The mother of the last undiscovered victim of the Moors Murderers has begged Ian Brady to reveal where he is after police called off their search.
Keith Bennett's mother Winnie Johnson said she was "disappointed" Greater Manchester Police had called off the hunt for his body on Saddleworth Moor.
Police said they had "exhausted all the avenues" available to them.
The 12-year-old was picked up by Ian Brady and Myra Hindley in Longsight in June 1964.
He was the third of the Moors Murderers' five child victims.
'Wring his neck'
Mrs Johnson said: "I want Keith found before anything happens to me because I want to give him a decent burial.
"It's a nightmare, it's been a nightmare for the last 45 years how I have carried on - 45 years in limbo.
Winnie Johnson: "It's still not too late"
"He knows where he is and won't tell anyone."
Appealing directly to the killer she pleaded with him to reveal where her son's body was hidden.
"I'm pleading with him to get to me or the press or the police and tell me where Keith is, it is the last time it will be done," she said.
"I appreciate what the police have done, they can't do anymore they have got nowhere else to look - it is up to Brady now to do what he can for me to get Keith back.
"If I could speak to him now I would wring his bloody neck, but they will not let me see him."
Liverpool lawyer David Kirwan, who represents Mrs Johnson, added the family was disappointed the police search had been called off.
He appealed to Brady "to bring to an end the appalling ordeal Keith's mother has endured all these years".
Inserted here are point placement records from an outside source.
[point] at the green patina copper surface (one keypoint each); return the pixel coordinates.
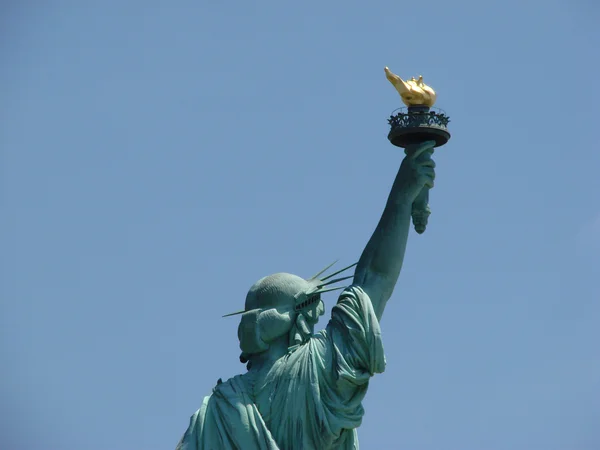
(304, 390)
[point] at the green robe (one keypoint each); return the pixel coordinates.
(310, 399)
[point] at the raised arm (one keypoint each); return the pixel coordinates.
(380, 263)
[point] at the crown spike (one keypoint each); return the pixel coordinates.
(324, 270)
(322, 291)
(235, 313)
(335, 281)
(339, 271)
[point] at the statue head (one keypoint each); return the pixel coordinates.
(282, 307)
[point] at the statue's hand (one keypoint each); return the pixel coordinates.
(417, 171)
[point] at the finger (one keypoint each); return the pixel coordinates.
(428, 145)
(428, 172)
(427, 162)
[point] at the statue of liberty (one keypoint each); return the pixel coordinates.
(304, 390)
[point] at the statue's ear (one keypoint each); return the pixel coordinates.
(274, 323)
(249, 334)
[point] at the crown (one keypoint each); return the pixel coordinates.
(316, 286)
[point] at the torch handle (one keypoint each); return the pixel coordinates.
(420, 208)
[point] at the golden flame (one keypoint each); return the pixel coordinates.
(414, 92)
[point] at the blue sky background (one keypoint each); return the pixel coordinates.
(157, 160)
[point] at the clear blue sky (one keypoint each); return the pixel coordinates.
(157, 160)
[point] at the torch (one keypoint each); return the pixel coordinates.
(414, 124)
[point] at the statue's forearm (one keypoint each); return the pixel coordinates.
(380, 263)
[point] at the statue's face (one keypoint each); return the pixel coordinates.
(272, 311)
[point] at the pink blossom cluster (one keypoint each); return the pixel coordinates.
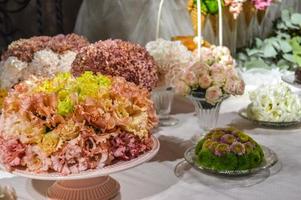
(235, 6)
(215, 74)
(261, 4)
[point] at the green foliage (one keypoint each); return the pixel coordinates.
(281, 50)
(71, 90)
(212, 152)
(208, 6)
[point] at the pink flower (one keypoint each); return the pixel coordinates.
(213, 94)
(218, 74)
(234, 86)
(200, 68)
(261, 4)
(205, 81)
(182, 88)
(190, 78)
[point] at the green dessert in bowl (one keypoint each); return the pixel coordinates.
(228, 149)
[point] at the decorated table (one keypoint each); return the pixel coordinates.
(167, 176)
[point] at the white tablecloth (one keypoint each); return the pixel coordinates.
(156, 179)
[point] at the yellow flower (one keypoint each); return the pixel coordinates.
(67, 131)
(49, 143)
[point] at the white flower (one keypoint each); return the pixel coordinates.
(168, 54)
(275, 103)
(12, 71)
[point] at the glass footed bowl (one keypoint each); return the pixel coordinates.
(270, 159)
(243, 114)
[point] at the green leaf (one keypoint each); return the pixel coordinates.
(296, 19)
(252, 52)
(297, 59)
(256, 63)
(269, 51)
(289, 57)
(285, 46)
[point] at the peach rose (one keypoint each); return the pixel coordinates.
(205, 81)
(234, 86)
(182, 88)
(190, 78)
(213, 95)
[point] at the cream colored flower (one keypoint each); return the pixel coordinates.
(205, 81)
(213, 95)
(49, 143)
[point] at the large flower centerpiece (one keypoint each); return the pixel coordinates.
(68, 125)
(118, 58)
(213, 78)
(225, 149)
(40, 56)
(274, 103)
(208, 82)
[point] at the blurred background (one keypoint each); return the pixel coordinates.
(133, 20)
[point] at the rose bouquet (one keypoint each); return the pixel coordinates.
(213, 78)
(68, 125)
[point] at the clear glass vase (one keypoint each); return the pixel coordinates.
(206, 113)
(163, 99)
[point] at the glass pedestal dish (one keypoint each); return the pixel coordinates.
(92, 184)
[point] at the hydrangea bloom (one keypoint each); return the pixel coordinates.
(274, 103)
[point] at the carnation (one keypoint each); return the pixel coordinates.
(70, 124)
(118, 58)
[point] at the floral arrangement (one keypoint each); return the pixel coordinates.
(235, 6)
(274, 103)
(228, 149)
(168, 55)
(118, 58)
(282, 50)
(7, 193)
(68, 125)
(41, 56)
(213, 78)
Det Ch Supt Steve Heywood said: "The Moors Murders have cast a long and dark shadow over the history of our region.
"We had all hoped that we would find the body of that little boy who was taken so cruelly away all those years ago and finally allow his family to lay him to rest.
"Sadly we have not found his body and we reluctantly have to say that, for now, we have exhausted all of the avenues available to us.
"In the end, one man holds the key to where Keith Bennett's body is.
"One act of humanity would help Winnie find some peace and allow her to give her son the burial she so desperately wants."
A search of Saddleworth Moor in 2008 tried to match up photos taken by Hindley and Brady with aerial shots of the moor in an attempt to find him.
The investigation into the boy's disappearance has been classified as dormant by GMP.
Ian Brady was convicted of the murders of three children
The force says only a major scientific breakthrough or fresh evidence would see the hunt for his body restart.
Brady is held at Ashworth High Security Hospital in Merseyside.
He was convicted in 1966 of murdering 10-year-old Lesley Ann Downey, Edward Evans, 17, and 12-year-old John Kilbride.
The judge imposed three concurrent life sentences on Brady, then aged 28, for what he called "three calculated, cruel, cold-blooded murders".
Hindley, 23, was sentenced to two concurrent life sentences for the murder of Edward Evans and Lesley Ann Downey and found not guilty of the killing of John Kilbride.
In 1987 Hindley and Brady confessed to killing Keith Bennett and Pauline Reade, aged 16.
Police managed to locate the remains of Pauline Reade but, despite many weeks of digging, they were unable to find Keith's body.
Scientists believed that, due to the nature of the soil on the moors, it would be likely that some of the 12-year-old's remains would still be preserved.
The investigation also called on the resources of, among others, clinical psychologists, imagery experts, search advisors, geologists, geophysicists, geochemists, archaeologists and anthropologists.
Hindley died in Highpoint Prison, in Suffolk in November 2002, after a long and unsuccessful bid to be released.